Just look at those firm little cake booty! Don’t you just want to reach out and grab one?
(Gluten Free) Double Berry Upside Down Cake – Baker by Nature
For the batter:
2 cups + 2 tablespoons  almond meal (packed)
1 teaspoon baking soda
1/2 teaspoon salt
1/4 teaspoon freshly ground nutmeg
6 large eggs, at room temperature
1 teaspoon lemon zest
1/2 olive oil
1/4 cup greek yogurt
1 teaspoon vanilla extract
1/2 cup pure maple syrup
For the berries:
1 1/2 cups frozen wild blueberries
1 1/2 cup frozen wild raspberries
1/4 cup pure maple syrup
Berry Instructions: Mix all ingredients in a large bowl and pour into an 8 inch cake pan lined with parchment paper and greased well.
Cake Instructions: Preheat oven to 350 degrees (F). Line an 8 inch cake pan with parchment paper and grease well.
In a large bowl combine all dry ingredients, mix well.
In a separate bowl whisk eggs, lemon zest, and vanilla.
Add the egg mixture into the dry ingredients.
Add olive oil and maple syrup, then fold in the greek yogurt. Stir well to combine.

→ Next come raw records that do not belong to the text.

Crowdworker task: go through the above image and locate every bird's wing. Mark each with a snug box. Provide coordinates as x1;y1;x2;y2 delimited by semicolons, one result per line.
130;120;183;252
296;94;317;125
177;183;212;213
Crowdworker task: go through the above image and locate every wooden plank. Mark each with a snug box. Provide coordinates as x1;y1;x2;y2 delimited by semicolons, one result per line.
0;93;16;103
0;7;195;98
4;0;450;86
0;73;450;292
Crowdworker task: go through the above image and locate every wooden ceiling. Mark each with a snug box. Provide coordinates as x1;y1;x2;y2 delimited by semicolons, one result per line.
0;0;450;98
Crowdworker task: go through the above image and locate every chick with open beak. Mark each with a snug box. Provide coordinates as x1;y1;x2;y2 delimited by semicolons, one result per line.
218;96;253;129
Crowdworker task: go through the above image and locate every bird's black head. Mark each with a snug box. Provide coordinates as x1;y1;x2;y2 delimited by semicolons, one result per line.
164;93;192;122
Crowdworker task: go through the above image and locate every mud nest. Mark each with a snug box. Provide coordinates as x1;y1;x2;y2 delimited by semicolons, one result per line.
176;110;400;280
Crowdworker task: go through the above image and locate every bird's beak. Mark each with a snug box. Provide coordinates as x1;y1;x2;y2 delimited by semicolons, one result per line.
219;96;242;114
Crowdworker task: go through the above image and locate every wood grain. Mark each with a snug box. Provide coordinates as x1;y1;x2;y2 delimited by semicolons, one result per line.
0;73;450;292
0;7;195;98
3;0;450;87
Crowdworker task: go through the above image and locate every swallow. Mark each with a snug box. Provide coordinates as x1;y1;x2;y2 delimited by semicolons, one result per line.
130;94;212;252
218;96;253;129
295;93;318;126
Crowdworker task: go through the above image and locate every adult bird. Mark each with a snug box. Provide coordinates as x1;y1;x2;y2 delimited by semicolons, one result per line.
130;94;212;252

Pour mixture over berries, smooth the top with a spatula, and bake for about 75 minutes (mine was perfect at 70), or until it has firmed up and is golden brown around the edges.
Once removed from the oven, allow the cake to cool for at least 20 minutes before flipping over and digging in. P.S. this is awesome with ice cream on top.
Notes: Since we’re using almond flour and a lot of liquid ingredients, you cake may slightly split when you flip it from the pan (I’d say it did this only twice in my recipe testing with this cake, but it’s good to be aware of before baking it). Don’t freak out! Just let it cool well before removing it from the pan, and if it does break a little, cut it into slices before serving. No biggie.
Stacy | Wicked Good Kitchen says
Oh, my stars! LOVE all the berries in this wicked berry upside down cake…made with greek yogurt, pure maple syrup for sweetening, olive oil and almond meal/flour. This is my kind of breakfast cake! Need to make ASAP for me and The Big Lug. Thank you for a great weekend coffee cake indulgence that is healthy. You ROCK, Ashley! Pinning… xo
Kiran @ KiranTarun.com says
Spring has been pretty lame — good news is that berry upside cake literally switched my focus to food. And drool 😀
Mary Beth @ Cupcakes and Crinoline says
This looks absolutely beautiful and tasty ~ almost too pretty to eat. *pinning*
Robin {Mom Foodie} says
Sure looks good to me… off to pin it for my gluten-free pals 🙂
Katy @ Katy's Kitchen says
Why, this certainly looks berry delicious 😉
Dorothy @ Crazy for Crust says
This looks really good, perfect for spring! I hope spring comes to you soon!
Liz says
I adore berry desserts and there’s something magical that happens when you combine more than one type in a dessert! Yummy cake!
Pamela @ Brooklyn Farm Girl says
Ok, this looks amazing. I’m a raspberry and blueberry fan and always looking how to add them into desserts…. or breakfast.
So now I return the question… do you have any leftovers? 🙂 🙂
Chung-Ah | Damn Delicious says
You’ll be in LA soon, soaking up the sun with me! And dude – this cake – YES! Love the loads of berries on this!
bakerbynature says
YESSSSSSS!
Suzie says
Yes, this weather is lame. I wish it would get nice out and stay that way! That bowl of berries alone looks so good. The cake though takes it to a whole new level…yum!